The Young and the Wireless: COPPA and the Internet of Things
Senator Mark Warner of Virginia recently sent a letter to the Federal Trade Commission (FTC) expressing concern over the potential explosion of collection, storage, and usage of children’s personal information in connection with the Internet of Things (IoT), including mobile apps and so-called “smart toys.”
In the letter, Senator Warner noted that the scope and duration of data collection is expanding rapidly, enabled by the falling cost of digital storage and internet connectivity, and “more and more Internet-connected devices are making their way into children’s hands.” Thus, seemingly simple everyday purchases—such as toys—could raise complex privacy and safety issues that consumers may struggle with or not fully comprehend.
In 2013, the FTC revised its Children’s Online Privacy Protection Act (COPPA) rule and broadened the definition of “personal information” to include persistent identifiers, geolocation information, photos, videos, and audio recordings. The increasing functionality and integration of mobile apps and connected products—coupled with their widespread use by children—could result in the pervasive collection of data, which is utilized to identify child users and otherwise falls within the scope of personal information.
It will be important to monitor how the FTC interprets and enforces its COPPA rule during the dawn of the IoT age.

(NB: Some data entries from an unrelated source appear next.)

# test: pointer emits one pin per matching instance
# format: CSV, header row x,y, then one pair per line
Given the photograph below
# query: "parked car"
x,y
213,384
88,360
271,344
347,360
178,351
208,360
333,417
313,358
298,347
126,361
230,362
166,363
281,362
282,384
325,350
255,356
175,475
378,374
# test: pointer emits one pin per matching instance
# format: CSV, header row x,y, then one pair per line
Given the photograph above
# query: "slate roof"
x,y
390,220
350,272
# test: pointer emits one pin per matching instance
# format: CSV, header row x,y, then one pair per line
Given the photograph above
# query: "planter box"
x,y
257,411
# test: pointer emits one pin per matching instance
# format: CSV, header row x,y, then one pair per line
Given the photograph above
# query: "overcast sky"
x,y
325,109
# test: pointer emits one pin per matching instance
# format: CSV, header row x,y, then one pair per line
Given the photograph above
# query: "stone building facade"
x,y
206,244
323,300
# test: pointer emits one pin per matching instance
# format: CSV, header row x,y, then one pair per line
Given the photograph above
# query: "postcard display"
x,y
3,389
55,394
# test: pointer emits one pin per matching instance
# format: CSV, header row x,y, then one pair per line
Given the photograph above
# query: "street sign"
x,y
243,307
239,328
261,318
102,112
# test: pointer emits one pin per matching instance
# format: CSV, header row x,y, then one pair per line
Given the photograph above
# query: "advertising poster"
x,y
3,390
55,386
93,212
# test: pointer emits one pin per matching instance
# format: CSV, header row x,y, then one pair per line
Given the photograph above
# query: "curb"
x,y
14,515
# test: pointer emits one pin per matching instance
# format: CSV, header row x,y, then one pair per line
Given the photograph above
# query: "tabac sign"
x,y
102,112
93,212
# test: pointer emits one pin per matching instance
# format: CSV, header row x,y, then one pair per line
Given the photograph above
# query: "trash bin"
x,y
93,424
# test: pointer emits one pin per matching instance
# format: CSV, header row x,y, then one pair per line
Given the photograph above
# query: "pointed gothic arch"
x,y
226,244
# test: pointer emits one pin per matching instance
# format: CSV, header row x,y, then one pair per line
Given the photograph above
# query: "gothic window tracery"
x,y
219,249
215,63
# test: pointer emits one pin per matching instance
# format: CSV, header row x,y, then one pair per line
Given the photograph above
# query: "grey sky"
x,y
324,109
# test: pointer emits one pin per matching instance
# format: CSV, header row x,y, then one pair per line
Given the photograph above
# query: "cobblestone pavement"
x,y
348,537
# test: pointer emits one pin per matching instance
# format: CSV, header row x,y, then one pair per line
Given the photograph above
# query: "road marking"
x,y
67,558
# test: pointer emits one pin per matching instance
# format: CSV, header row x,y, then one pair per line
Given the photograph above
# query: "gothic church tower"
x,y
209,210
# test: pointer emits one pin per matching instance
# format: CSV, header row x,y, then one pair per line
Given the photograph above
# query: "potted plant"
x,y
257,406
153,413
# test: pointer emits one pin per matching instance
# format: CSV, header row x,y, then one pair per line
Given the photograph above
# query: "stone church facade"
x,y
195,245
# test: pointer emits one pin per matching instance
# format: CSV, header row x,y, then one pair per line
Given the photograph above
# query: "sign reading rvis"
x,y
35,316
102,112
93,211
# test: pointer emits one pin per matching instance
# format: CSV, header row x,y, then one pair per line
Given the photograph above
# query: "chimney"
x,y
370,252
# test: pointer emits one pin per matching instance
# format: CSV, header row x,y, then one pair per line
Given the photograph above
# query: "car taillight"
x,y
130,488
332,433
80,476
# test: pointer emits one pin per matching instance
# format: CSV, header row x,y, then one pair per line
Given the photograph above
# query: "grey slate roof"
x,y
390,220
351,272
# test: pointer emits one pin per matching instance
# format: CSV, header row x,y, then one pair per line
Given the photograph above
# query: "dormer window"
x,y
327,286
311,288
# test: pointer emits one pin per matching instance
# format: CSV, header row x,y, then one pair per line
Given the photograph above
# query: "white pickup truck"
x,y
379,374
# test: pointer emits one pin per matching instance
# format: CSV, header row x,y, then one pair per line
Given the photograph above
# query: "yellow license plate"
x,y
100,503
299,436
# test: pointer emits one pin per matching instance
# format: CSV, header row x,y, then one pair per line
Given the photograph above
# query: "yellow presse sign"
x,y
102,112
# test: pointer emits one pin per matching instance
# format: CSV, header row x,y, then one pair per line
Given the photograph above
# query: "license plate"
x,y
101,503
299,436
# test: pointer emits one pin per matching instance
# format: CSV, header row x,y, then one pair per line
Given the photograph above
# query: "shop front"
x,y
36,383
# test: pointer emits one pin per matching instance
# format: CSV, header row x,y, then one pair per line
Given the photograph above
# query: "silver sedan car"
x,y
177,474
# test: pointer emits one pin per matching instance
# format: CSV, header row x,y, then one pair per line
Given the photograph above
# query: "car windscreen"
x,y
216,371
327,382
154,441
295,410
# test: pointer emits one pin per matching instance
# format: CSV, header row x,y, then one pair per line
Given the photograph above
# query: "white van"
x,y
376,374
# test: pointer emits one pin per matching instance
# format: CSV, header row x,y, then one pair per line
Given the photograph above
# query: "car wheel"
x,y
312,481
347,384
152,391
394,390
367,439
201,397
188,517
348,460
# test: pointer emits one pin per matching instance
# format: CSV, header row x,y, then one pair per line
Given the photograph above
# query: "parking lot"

Issues for the FTC to mull include
the extent of its regulatory authority in this area;
whether IoT-specific legislation is appropriate;
the extent of parental control and consent regarding connected products;
whether devices and applications can be easily identified as directed to children; and
whether, absent extensive regulation, market participants will implement sufficient privacy and security measures for products across price points and lifespans.